A cadeira vermelha e os trabalhos comerciais dos Irmãos Campana
O ano de 1998 marcou a exposição deles no MoMa, em que eles apresentaram uma retrospectiva, sob curadoria de Paola Antonelli. Desde então, o Museu de Arte Moderna de Nova York tem em seu acervo a “Cadeira Vermelha”, que para os próprios Irmão Campana, é uma de suas obras mais importantes, como eles disseram em uma entrevista para a Exame:
“Ela foi um clássico do design feito de 300 metros de corda trançados manualmente, e que é até hoje a nossa peça mais famosa. Foi essa criação que nos deslanchou como designers.”
Cadeira Vermelha, obra presente no MoMa
A partir de 1998 e até 2000, eles passam por uma experiência como professores. Primeiramente em 1998, ambos dão aula no curso de desenho industrial na FAAP. Já entre 99 e 2000 são professores no MUBE (Museu Brasileiro de Escultura). Pois foi ainda no ano de 98 que eles assinaram uma parceria profissional com a italiana Edra, que dura até hoje.
Já o ano de 1999 marca uma mudança também nas criações dos Irmãos Campana, pois passam a dar mais atenção às discussões formais do próprio design. Ou seja, preocupam-se com a funcionalidade, com o conforto do usuário e a produção em escala industrial para baratear os produtos. Mas essa nova fase da carreira, não tira a arte conceitual de design, marca da dupla desde o início.
Desde então eles fizeram trabalhos para outras marcas, mesmo fora da área de móveis. Por exemplo: eles chegaram a fazer uma parceria com a Melissa, para o lançamento de uma marca de sandálias. A relação com a área da moda seguiu com parcerias com a Lacoste, Louis Vuitton e até a decoração da São Paulo Fashion Week de 2013.
Coleção Zig Zag de Melissa
O conceito do trabalho dos Irmãos Campana
Como vocês viram, muitas das criações deles não são do tipo comercial. Estas são conhecidas como “design-arte”. No caso dos Irmãos Campana, a principal característica de seu trabalho é a ressignificação de objetos. Ou seja, eles utilizam a forma de expressão e a liberdade de criação para transformarem elementos diversos em peças de mobiliário.

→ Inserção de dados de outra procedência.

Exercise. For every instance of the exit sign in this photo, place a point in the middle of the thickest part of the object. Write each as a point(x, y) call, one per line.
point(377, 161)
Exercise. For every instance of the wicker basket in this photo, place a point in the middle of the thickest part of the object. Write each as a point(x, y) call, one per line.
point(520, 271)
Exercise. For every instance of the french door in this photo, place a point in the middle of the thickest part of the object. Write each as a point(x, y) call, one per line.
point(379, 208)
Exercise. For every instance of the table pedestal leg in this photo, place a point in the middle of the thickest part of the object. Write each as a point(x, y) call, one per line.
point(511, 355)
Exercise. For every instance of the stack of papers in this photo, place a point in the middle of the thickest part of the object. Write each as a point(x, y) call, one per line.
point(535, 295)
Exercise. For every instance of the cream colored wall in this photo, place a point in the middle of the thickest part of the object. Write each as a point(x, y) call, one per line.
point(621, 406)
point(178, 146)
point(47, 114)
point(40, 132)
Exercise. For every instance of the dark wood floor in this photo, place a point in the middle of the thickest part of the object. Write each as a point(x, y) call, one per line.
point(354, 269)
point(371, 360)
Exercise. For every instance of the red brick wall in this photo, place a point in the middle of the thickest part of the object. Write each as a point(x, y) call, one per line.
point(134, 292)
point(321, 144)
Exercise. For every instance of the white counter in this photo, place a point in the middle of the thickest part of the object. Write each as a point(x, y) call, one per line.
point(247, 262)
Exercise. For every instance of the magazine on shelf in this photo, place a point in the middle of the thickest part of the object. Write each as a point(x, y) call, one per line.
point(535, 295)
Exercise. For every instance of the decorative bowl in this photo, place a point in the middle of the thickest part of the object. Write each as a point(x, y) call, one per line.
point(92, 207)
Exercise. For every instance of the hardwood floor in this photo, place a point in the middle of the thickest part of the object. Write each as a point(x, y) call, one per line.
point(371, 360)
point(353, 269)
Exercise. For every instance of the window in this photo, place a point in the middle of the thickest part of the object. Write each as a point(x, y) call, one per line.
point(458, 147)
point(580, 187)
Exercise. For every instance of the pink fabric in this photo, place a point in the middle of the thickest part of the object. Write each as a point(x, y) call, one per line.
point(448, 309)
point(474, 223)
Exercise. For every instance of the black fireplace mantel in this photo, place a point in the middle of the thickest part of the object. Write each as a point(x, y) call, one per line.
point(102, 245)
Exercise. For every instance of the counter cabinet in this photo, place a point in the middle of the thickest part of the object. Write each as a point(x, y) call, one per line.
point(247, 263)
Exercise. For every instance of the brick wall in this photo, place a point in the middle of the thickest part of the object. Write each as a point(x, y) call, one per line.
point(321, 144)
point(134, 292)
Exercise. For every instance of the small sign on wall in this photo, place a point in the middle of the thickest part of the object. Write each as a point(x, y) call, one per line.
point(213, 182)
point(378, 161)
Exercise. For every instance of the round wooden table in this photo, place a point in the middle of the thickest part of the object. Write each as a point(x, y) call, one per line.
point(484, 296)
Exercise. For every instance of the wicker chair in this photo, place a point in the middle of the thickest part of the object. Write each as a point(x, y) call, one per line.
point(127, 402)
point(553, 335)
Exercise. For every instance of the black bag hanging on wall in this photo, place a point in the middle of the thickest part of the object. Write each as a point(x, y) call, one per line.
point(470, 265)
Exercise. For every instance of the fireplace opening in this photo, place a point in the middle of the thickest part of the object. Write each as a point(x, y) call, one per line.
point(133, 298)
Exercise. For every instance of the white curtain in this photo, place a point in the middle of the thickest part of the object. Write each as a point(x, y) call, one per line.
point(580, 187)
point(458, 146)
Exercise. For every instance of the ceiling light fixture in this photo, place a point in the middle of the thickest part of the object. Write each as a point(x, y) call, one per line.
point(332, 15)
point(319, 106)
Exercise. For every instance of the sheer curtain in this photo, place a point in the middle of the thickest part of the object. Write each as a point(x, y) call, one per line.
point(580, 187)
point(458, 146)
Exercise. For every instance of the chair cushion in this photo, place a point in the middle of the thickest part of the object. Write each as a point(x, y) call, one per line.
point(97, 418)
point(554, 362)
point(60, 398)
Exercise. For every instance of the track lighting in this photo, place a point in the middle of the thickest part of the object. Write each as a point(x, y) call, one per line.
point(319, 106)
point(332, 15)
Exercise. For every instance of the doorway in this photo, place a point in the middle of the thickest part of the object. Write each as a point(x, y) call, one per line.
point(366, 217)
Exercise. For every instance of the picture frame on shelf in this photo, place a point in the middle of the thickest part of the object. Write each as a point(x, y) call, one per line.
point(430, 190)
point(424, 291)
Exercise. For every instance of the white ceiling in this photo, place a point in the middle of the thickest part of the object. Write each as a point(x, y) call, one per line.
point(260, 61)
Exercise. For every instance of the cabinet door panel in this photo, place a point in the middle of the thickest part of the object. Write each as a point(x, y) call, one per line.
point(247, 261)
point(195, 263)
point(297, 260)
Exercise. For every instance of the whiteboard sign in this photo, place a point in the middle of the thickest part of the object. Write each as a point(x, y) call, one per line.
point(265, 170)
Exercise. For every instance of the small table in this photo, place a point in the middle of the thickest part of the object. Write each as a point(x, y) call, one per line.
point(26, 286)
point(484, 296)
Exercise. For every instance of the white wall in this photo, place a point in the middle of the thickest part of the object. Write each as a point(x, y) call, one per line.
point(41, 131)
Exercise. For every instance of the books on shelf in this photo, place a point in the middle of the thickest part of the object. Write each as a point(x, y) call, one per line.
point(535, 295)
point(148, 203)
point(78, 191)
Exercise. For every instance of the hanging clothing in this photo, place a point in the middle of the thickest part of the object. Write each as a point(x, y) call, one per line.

Temos vários destes exemplos, como a “poltrona banquete”, feita com bichinhos de pelúcia ou a “cadeira multidão”, feita com bonequinhos de pano. Acima de tudo, eles gostam de ressaltar o caráter artesanal das obras, como forma de valorizar esse tipo de criação no âmbito nacional.
Prova disso, foi que em 2009 eles criaram o Instituto Campana. Para além de manter e divulgar o patrimônio artístico da dupla, ele também tem como função assegurar a conservação e sobrevivência de técnicas artesanais brasileiras.
Em 2020, eles fizeram uma exposição no MAM-RJ, chamada “35 Revoluções”. Entretanto, ela abriu no dia 14 e fechou um dia depois, por conta da pandemia. Atualmente, o projeto mais recente deles foram os pufes merengue, para a Louis Vuitton durante a Semana de Design de Milão, que ocorreu em junho de 2022.